2. Dieses Ersuchen ergeht im Rahmen eines Rechtsstreits zwischen der Trento Sviluppo srl (im Folgenden: Trento Sviluppo) und der Centrale Adriatica Soc. coop. arl (im Folgenden: Centrale Adriatica) auf der einen und der Autorità Garante della Concorrenza e del Mercato (Wettbewerbs- und Kartellbehörde, im Folgenden: AGCM) auf der anderen Seite über eine von der AGCM als „irreführend“ eingestufte Geschäftspraxis der beiden Gesellschaften.
Rechtlicher Rahmen
Unionsrecht
3. Nach dem siebten Erwägungsgrund der Richtlinie 2005/29 bezieht diese sich insbesondere auf Geschäftspraktiken, die in unmittelbarem Zusammenhang mit der Beeinflussung der geschäftlichen Entscheidungen des Verbrauchers in Bezug auf Produkte stehen.
4. Gemäß dem elften Erwägungsgrund der Richtlinie stellt sie ein einziges generelles Verbot jener unlauteren Geschäftspraktiken auf, die das wirtschaftliche Verhalten des Verbrauchers beeinträchtigen.

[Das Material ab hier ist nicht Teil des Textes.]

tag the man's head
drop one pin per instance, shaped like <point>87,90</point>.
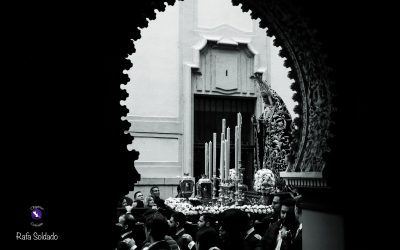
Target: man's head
<point>150,201</point>
<point>287,211</point>
<point>139,196</point>
<point>206,220</point>
<point>297,210</point>
<point>126,201</point>
<point>155,192</point>
<point>156,227</point>
<point>276,203</point>
<point>127,221</point>
<point>177,220</point>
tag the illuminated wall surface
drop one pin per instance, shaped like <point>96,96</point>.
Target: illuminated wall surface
<point>156,88</point>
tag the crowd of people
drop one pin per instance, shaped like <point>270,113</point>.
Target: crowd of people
<point>148,224</point>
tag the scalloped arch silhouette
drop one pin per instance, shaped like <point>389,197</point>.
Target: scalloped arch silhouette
<point>314,90</point>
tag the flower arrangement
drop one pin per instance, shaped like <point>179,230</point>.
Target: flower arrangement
<point>264,180</point>
<point>179,205</point>
<point>232,174</point>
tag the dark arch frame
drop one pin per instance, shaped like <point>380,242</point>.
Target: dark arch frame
<point>314,89</point>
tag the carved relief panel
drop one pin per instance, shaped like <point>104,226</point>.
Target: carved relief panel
<point>225,70</point>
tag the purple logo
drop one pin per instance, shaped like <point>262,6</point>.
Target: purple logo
<point>36,214</point>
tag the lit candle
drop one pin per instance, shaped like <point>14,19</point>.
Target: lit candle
<point>210,159</point>
<point>206,158</point>
<point>240,137</point>
<point>227,147</point>
<point>214,154</point>
<point>223,126</point>
<point>221,156</point>
<point>221,169</point>
<point>225,160</point>
<point>236,148</point>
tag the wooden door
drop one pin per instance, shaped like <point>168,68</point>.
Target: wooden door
<point>208,114</point>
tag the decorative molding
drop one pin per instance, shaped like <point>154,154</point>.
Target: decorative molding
<point>304,179</point>
<point>314,88</point>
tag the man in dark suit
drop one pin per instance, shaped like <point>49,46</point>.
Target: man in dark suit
<point>297,238</point>
<point>176,224</point>
<point>155,193</point>
<point>252,239</point>
<point>280,234</point>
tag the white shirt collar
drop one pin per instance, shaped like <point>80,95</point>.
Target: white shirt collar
<point>179,231</point>
<point>249,232</point>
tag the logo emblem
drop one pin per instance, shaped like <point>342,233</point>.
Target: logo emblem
<point>36,214</point>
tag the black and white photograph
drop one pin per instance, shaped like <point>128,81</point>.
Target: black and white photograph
<point>195,124</point>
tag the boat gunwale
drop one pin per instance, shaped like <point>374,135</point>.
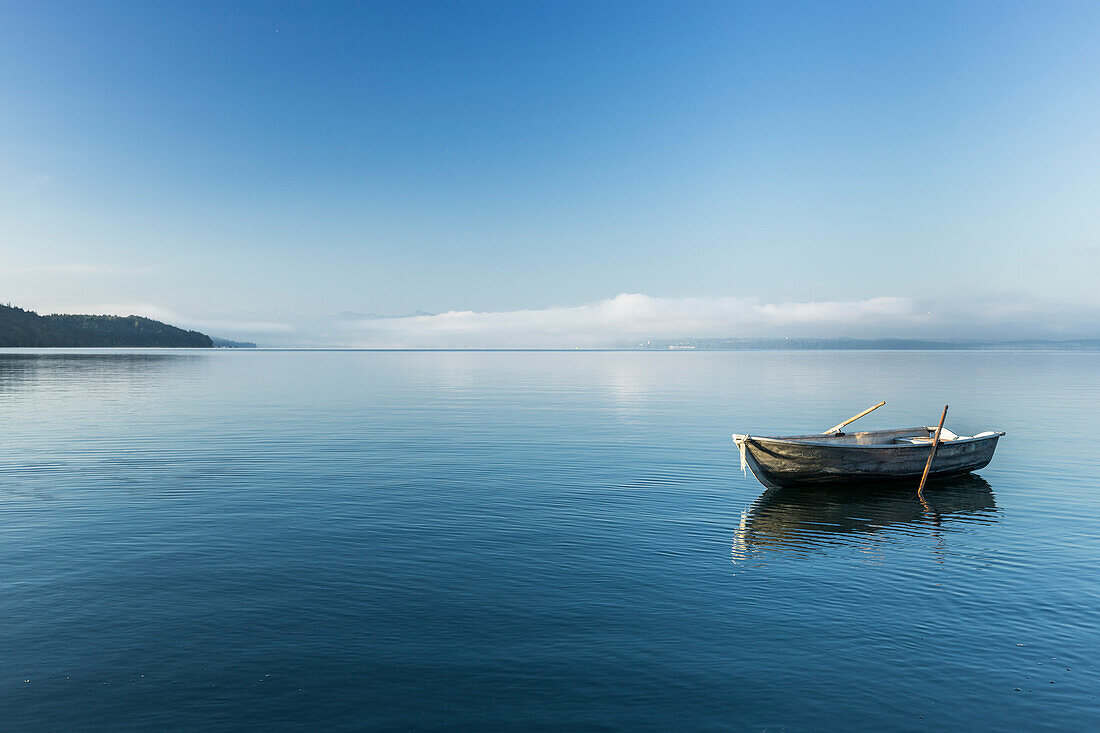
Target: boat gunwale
<point>815,439</point>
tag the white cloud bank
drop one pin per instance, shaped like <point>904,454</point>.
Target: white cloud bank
<point>634,317</point>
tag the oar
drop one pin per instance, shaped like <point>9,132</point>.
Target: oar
<point>935,444</point>
<point>854,418</point>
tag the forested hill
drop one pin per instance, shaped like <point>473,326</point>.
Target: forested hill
<point>26,328</point>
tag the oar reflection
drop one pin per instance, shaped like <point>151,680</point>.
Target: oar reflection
<point>809,521</point>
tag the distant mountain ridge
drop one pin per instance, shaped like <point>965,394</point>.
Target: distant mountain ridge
<point>26,328</point>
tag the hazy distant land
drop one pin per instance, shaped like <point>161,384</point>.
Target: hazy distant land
<point>26,328</point>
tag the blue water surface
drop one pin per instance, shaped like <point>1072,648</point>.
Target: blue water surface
<point>537,540</point>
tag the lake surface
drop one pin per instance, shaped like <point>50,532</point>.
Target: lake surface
<point>485,540</point>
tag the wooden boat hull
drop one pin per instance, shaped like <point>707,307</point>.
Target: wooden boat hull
<point>860,458</point>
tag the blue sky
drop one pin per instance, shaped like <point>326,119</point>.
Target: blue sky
<point>255,168</point>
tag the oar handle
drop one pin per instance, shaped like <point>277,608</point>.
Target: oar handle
<point>854,418</point>
<point>935,444</point>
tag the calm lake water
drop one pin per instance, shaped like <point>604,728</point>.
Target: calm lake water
<point>341,540</point>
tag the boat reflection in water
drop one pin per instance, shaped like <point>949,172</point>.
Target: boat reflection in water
<point>810,521</point>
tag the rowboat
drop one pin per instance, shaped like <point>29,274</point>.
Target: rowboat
<point>868,457</point>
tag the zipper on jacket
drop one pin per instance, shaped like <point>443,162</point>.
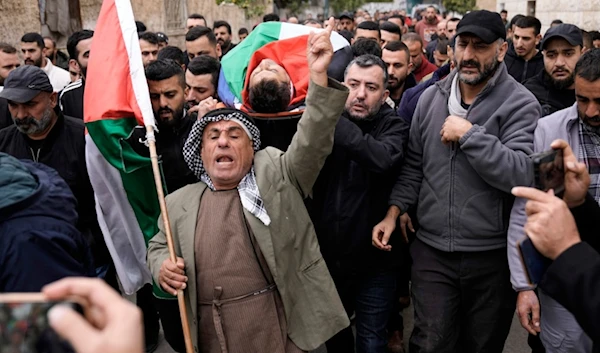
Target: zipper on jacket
<point>35,156</point>
<point>451,199</point>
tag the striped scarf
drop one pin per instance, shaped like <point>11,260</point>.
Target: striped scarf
<point>589,153</point>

5. Im 13. Erwägungsgrund der Richtlinie heißt es:
„… Das durch diese Richtlinie eingeführte einzige, gemeinsame generelle Verbot umfasst daher unlautere Geschäftspraktiken, die das wirtschaftliche Verhalten der Verbraucher beeinträchtigen. … Das generelle Verbot wird durch Regeln über die beiden bei weitem am meisten verbreiteten Arten von Geschäftspraktiken konkretisiert, nämlich die irreführenden und die aggressiven Geschäftspraktiken.“
6. Im 14. Erwägungsgrund der Richtlinie heißt es:
„Es ist wünschenswert, dass der Begriff der irreführenden Praktiken auch Praktiken, einschließlich irreführender Werbung, umfasst, die den Verbraucher durch Täuschung davon abhalten, eine informierte und deshalb effektive Wahl zu treffen. …“
7. In Art. 2 Buchst. e der Richtlinie 2005/29 wird der Begriff „wesentliche Beeinflussung des wirtschaftlichen Verhaltens des Verbrauchers“ definiert als „die Anwendung einer Geschäftspraxis, um die Fähigkeit des Verbrauchers, eine informierte Entscheidung zu treffen, spürbar zu beeinträchtigen und damit den Verbraucher zu einer geschäftlichen Entscheidung zu veranlassen, die er andernfalls nicht getroffen hätte“.
8. In Art. 2 Buchst. k der Richtlinie wird der Begriff „geschäftliche Entscheidung“ definiert als „jede Entscheidung eines Verbrauchers darüber, ob, wie und unter welchen Bedingungen er einen Kauf tätigen, eine Zahlung insgesamt oder teilweise leisten, ein Produkt behalten oder abgeben oder ein vertragliches Recht im Zusammenhang mit dem Produkt ausüben will, unabhängig davon, ob der Verbraucher beschließt, tätig zu werden oder ein Tätigwerden zu unterlassen“.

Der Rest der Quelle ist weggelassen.